Loss of CD28 costimulatory molecule expression is a well known, senescent event of T cells, and CD28^null T cells accumulate with age [21]. CD28^null phenotype of T cells has been considered a marker of immunosenescence [10,21]. A role for senescent T cells in atherosclerotic diseases has been reported in several studies. Previous studies examining CD28^nullCD4⁺ T cells as a senescent T-cell population suggested a role in promoting vascular inflammation in atherosclerotic diseases [22]. Lopez et al.[23] used CD28 expression to redefine the angiogenic T-cell population and found that CD28^nullCD4⁺ T_ang cells were notably increased in the SLE patients. In our study, we revealed that CD28^nullCD4⁺ subset of T_ang cells was remarkedly elevated in hypertensive patients with endothelial dysfunction. Furthermore, FMD, as the most widely used technique for the assessment of endothelial function in humans [24], was negatively associated only with the frequency of this subset. ROC curve indicates great diagnostic value of this subset in T_ang cells for endothelial dysfunction. Logistic regression showed that level of CD28^nullCD4⁺ T_ang cells was an independent risk factor of endothelial dysfunction controlled for age, sex and SBP. As CD4⁺CD28⁻ T cells have been reported to express C-X3-C Motif Chemokine Receptor 1 (CX3CR1) and endothelial cells are known to express its ligand C-X3-C Motif Chemokine Ligand 1 (CX3CL1), elevated level of plasma CX3CL1 in hypertensive patients with endothelial dysfunction suggested that CXC3CL1/CXC3CR1 axis might involve in regulating the harmful effect of CD4⁺CD28⁻ T_ang cells on endothelium, which is worth to be studied in our further studies (Supplementary Figure 1). Together, these data suggest that CD28^nullCD4⁺ T_ang cells might be functionally relevant to the pathogenesis of endothelial dysfunction. For these reasons, we focused on elucidating the functional capacity of CD28^nullCD4⁺ T_ang cells in hypertensive patients.
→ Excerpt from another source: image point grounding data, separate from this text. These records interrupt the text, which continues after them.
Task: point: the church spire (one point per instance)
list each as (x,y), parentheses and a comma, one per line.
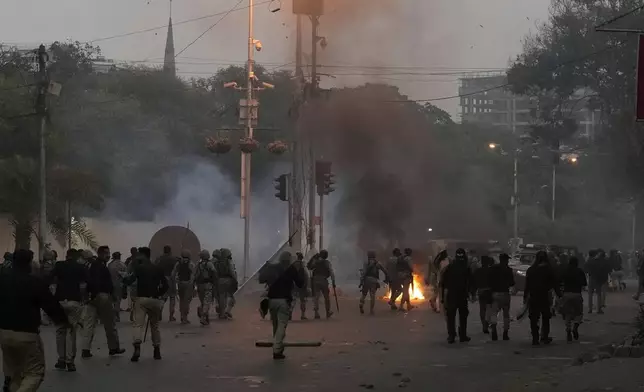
(168,60)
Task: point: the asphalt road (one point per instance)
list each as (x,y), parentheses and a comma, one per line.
(388,351)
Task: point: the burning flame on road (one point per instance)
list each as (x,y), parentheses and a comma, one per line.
(416,292)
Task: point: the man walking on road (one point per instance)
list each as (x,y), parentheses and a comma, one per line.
(151,287)
(22,296)
(69,275)
(501,280)
(280,293)
(101,290)
(321,271)
(167,262)
(455,291)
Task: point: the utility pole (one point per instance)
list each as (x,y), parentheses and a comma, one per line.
(41,110)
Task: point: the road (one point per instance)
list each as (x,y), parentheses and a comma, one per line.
(359,352)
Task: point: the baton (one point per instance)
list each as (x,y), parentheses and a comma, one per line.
(337,306)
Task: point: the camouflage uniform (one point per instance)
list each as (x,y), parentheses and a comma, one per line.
(183,274)
(321,271)
(370,281)
(300,293)
(226,283)
(205,276)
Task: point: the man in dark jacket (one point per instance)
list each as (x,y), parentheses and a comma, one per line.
(455,289)
(151,287)
(100,289)
(501,280)
(540,281)
(68,276)
(280,295)
(167,262)
(22,296)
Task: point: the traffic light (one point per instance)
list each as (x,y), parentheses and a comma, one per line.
(324,179)
(281,186)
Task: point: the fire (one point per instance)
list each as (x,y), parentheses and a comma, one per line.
(416,291)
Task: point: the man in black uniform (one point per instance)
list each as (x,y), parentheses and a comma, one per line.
(540,280)
(22,296)
(151,287)
(455,289)
(68,276)
(167,262)
(280,295)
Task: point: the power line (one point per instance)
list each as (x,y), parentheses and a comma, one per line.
(175,23)
(234,8)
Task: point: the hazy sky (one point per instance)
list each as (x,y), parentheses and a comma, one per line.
(411,38)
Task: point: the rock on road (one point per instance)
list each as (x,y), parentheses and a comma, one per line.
(388,351)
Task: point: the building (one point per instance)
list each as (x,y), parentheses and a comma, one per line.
(486,101)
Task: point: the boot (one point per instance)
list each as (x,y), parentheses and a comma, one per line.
(137,352)
(575,331)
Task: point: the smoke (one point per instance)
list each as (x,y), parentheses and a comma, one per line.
(396,180)
(208,201)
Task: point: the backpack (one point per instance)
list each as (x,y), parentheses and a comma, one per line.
(203,273)
(184,271)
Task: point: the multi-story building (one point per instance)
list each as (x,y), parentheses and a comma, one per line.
(486,101)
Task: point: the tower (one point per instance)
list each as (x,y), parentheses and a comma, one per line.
(168,59)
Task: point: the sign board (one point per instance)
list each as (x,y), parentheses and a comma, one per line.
(639,96)
(308,7)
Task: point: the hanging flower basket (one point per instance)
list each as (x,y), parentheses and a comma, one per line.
(277,147)
(218,145)
(248,145)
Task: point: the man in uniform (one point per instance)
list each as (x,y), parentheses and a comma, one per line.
(321,271)
(300,293)
(395,285)
(69,275)
(167,262)
(183,274)
(100,306)
(22,296)
(455,291)
(226,283)
(152,286)
(205,277)
(370,280)
(279,295)
(118,271)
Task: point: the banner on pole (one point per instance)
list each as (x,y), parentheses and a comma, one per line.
(639,96)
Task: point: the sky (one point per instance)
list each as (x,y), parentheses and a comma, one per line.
(401,42)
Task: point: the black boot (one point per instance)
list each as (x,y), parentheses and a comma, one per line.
(575,331)
(137,352)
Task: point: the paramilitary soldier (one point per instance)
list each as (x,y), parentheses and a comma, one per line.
(205,278)
(183,274)
(321,271)
(370,280)
(167,262)
(300,293)
(226,283)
CD4⁺ subset within the CD28⁺-T_ang in SLE patients presented with a senescent profile has been previously described recently [23]. In line with this, CD28^null subset of CD4⁺ T_ang cells in hypertensive patients showed a significant increase in CD57 expression and a remarked decline in CCR7 and CD27 expressions. Moreover, it was shown that CD28^nullCD4⁺ T_ang cells have reduced hTERT expression. These data indicate prominent immunosenescent profile.
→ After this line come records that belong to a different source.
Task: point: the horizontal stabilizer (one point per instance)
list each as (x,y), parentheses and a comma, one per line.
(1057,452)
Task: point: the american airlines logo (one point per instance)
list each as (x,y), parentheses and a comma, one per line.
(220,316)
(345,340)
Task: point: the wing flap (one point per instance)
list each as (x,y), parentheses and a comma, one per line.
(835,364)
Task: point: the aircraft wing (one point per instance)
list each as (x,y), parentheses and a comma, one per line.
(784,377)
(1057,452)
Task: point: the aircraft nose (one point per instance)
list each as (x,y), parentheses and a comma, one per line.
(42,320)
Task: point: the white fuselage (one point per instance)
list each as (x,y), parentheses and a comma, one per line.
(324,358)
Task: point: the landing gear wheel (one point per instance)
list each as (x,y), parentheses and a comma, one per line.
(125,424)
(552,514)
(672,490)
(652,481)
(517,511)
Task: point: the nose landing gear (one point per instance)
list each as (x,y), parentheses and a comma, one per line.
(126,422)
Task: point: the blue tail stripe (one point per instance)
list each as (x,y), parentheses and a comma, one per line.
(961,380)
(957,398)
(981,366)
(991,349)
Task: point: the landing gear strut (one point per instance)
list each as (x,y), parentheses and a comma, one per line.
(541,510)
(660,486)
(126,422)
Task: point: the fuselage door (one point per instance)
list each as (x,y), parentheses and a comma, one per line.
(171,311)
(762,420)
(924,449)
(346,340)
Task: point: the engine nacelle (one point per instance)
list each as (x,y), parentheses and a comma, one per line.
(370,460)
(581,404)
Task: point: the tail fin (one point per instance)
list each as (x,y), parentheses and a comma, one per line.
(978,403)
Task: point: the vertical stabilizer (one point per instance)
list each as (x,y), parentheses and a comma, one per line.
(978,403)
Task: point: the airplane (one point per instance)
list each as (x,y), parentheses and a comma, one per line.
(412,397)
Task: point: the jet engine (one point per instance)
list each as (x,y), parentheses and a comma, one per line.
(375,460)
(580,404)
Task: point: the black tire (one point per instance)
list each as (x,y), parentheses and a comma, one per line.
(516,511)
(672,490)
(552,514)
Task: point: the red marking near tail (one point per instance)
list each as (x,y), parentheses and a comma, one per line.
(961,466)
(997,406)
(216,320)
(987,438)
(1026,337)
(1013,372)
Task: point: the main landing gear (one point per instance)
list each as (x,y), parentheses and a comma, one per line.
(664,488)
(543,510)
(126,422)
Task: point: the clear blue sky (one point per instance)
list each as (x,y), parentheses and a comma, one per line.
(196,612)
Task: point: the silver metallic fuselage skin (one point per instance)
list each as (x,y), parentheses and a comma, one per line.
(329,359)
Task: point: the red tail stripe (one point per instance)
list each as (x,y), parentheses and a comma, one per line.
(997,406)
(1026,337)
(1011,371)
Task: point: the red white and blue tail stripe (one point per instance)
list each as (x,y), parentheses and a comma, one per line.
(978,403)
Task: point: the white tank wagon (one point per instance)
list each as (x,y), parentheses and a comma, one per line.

Elevated production of abundant atypical pro-inflammatory cytokines is a typical feature of senescent T cells [6,25]. Previous publications suggested that they could enhance autoimmunity through the production of pro-inflammatory cytokines that might activate autoreactive T cells [26]. It also has been shown that CD28^nullCD4⁺ T cells, which produced large amounts of inflammatory cytokines, can be isolated from atherosclerotic plaque [27]. Thus, we attempted to investigate the pro-inflammatory cytokines produced by CD28^nullCD4⁺ T_ang cells. We hypothesized that the CD28^nullCD4⁺ T_ang-cell subset reported in the present study might also exhibit abnormal secretory. Multiparameter flow cytometric analysis revealed that high frequencies of IFN-γ, TNF-α and IL-6-secreting cells were observed in the CD28^null subset of CD4⁺ T_ang cells rather than CD28⁺ subpopulation.
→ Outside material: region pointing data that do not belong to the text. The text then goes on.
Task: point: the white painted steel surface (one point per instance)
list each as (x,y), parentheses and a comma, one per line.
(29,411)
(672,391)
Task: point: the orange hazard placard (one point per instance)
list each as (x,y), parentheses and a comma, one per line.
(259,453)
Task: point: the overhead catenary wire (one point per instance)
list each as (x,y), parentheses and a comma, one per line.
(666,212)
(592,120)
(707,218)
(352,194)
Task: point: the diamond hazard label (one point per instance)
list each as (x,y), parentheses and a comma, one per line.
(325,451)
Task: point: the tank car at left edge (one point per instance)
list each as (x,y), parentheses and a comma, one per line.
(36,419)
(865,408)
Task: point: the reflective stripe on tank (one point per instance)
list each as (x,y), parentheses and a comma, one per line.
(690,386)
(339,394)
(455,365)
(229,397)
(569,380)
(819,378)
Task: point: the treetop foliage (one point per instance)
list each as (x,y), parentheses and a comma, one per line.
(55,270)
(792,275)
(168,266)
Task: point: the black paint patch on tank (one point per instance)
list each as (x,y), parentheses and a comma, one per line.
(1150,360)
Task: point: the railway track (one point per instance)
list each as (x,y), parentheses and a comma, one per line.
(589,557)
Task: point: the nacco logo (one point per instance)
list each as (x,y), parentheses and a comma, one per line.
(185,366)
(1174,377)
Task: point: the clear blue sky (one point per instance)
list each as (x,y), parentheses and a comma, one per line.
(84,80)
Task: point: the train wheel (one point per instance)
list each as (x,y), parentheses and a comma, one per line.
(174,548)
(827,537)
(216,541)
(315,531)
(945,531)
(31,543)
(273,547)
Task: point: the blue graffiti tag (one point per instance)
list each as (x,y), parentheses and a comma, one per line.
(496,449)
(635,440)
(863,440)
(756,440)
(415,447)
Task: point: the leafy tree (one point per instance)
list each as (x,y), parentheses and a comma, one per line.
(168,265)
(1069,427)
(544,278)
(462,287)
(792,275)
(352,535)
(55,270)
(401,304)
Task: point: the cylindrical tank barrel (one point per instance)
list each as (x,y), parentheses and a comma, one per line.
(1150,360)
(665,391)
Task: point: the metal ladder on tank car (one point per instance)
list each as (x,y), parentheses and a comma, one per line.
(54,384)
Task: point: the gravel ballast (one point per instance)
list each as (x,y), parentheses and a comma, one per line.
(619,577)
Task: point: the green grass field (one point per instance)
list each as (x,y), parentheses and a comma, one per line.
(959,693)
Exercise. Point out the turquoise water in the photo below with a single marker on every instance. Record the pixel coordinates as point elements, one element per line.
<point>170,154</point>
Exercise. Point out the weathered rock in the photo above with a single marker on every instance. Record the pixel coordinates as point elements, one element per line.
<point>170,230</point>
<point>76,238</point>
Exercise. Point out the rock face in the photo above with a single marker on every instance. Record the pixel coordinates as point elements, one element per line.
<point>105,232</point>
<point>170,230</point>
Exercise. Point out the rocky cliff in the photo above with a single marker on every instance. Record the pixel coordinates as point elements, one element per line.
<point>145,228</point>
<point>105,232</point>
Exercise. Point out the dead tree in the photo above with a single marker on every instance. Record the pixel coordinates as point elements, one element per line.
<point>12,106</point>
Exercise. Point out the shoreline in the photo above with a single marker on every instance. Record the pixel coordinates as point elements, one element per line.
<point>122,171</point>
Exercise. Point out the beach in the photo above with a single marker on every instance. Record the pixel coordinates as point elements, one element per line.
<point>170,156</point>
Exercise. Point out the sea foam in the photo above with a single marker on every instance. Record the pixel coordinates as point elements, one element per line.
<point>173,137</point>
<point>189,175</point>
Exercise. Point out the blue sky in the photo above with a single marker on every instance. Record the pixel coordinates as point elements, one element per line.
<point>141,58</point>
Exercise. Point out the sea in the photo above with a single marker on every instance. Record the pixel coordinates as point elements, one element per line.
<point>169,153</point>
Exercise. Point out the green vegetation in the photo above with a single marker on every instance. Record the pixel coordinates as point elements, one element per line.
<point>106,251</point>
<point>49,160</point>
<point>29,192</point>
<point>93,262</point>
Chronic inflammation is one the most critical mechanisms of endothelial dysfunction [4,8]. Patients with chronic inflammatory diseases, such as rheumatoid arthritis [28], inflammatory bowel diseases [29], lupus [30] and others, manifest endothelial dysfunction, often in the early phase of the disease. Increased inflammatory markers have been reported linked with decreased FMD and linked to a wide variety of major adverse cardiovascular events [8]. According to our experiments, elevated levels of pro-inflammatory mediators, IL-6, IL-17, IFN-γ, and TNF-α are observed systemically in hypertensive patients with endothelial dysfunction. Systemic production of pro-inflammatory mediators is linked to the gathering of phenotypic and dysfunctional senescence features of T cells. Increased systemic levels of pro-inflammatory cytokines in hypertension mentioned above correlated significantly with the accumulation of CD28^nullCD4⁺ T_ang cells.

Limitations

Although we demonstrated a relationship between the frequency of senescent CD4⁺ T_ang cells and endothelial dysfunction in hypertension, the current data must be cautiously interpreted. First, the present study was cross-sectional and observational. We could not examine the frequency of CD28^nullCD4⁺ T_ang cells prior to occurrence of endothelial dysfunction. The frequencies of CD28^nullCD4⁺ T_ang cells before and after occurrence of endothelial dysfunction must be compared in the future. Second, further basic experiments exploring the inflammatory injury effect of CD28^nullCD4⁺ T_ang cells on vascular endothelium would provide a more valuable perspective for the role of this T_ang cell subset in hypertension and endothelial dysfunction. Third, the small size of the study population restricted a precise analysis on the independent incremental value of CD28^nullCD4⁺ T_ang cells as a prognostic factor for endothelial dysfunction over other traditional risk factors in hypertensive patients.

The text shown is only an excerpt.